At a recent event attended by Steve Jobs, the Nike President invited Jobs to offer advice to the Nike organization. Steve Jobs, without hesitation said:
“Well, just one thing,” said Jobs. “Nike makes some of the best products in the world. Products that you lust after. Absolutely beautiful, stunning products. But you also make a lot of crap. Just get rid of the crappy stuff and focus on the good stuff.”
It used to be common in business school education to hear the word ‘diversify’ in context with reducing risk. Jobs’ philosophy on the other hand is to focus on one or two things that are peak perfection. Jobs: “Apple is a $30 billion company yet we’ve got less than 30 major products.”
In product design and business strategy, subtraction often adds value. “Whether we’re talking about a product, a performance, a market, or an organization, our addiction to addition results in inconsistency, overload, or waste, and sometimes all three,” writes Matthew May.

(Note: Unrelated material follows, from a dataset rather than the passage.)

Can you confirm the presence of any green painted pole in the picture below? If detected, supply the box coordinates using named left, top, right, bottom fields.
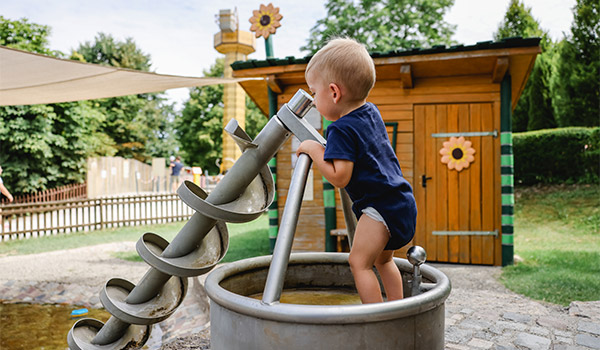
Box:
left=500, top=74, right=515, bottom=266
left=323, top=118, right=337, bottom=252
left=265, top=35, right=279, bottom=253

This article in Fast Company leaves us with a challenge:
Anyone can learn the principles that drive Apple’s innovation, but innovation takes courage, and few people have it. It takes courage to reduce the number of products a company offers from 350 to 10, as Jobs did in 1998. It takes courage to remove a keyboard from the face of a smartphone and replace those buttons with a giant screen, as Jobs did with the iPhone. It takes courage to eliminate code from an operating system to make it more stable and reliable, as Apple did with Snow Leopard. It takes courage to eliminate all of the words on a PowerPoint slide except one, as Steve Jobs often does in a presentation. It takes courage to feature just one product on the home page of a Web site. It takes courage to launch fewer new products in a year than your competitors launch in a month. It takes courage to adopt unpopular stands, such as saying Adobe flash is unfit for the modern mobile era, as Jobs did in April of 2010. And it takes courage to make a product so simple that a child can use it.
Do you have the guts to keep things simple?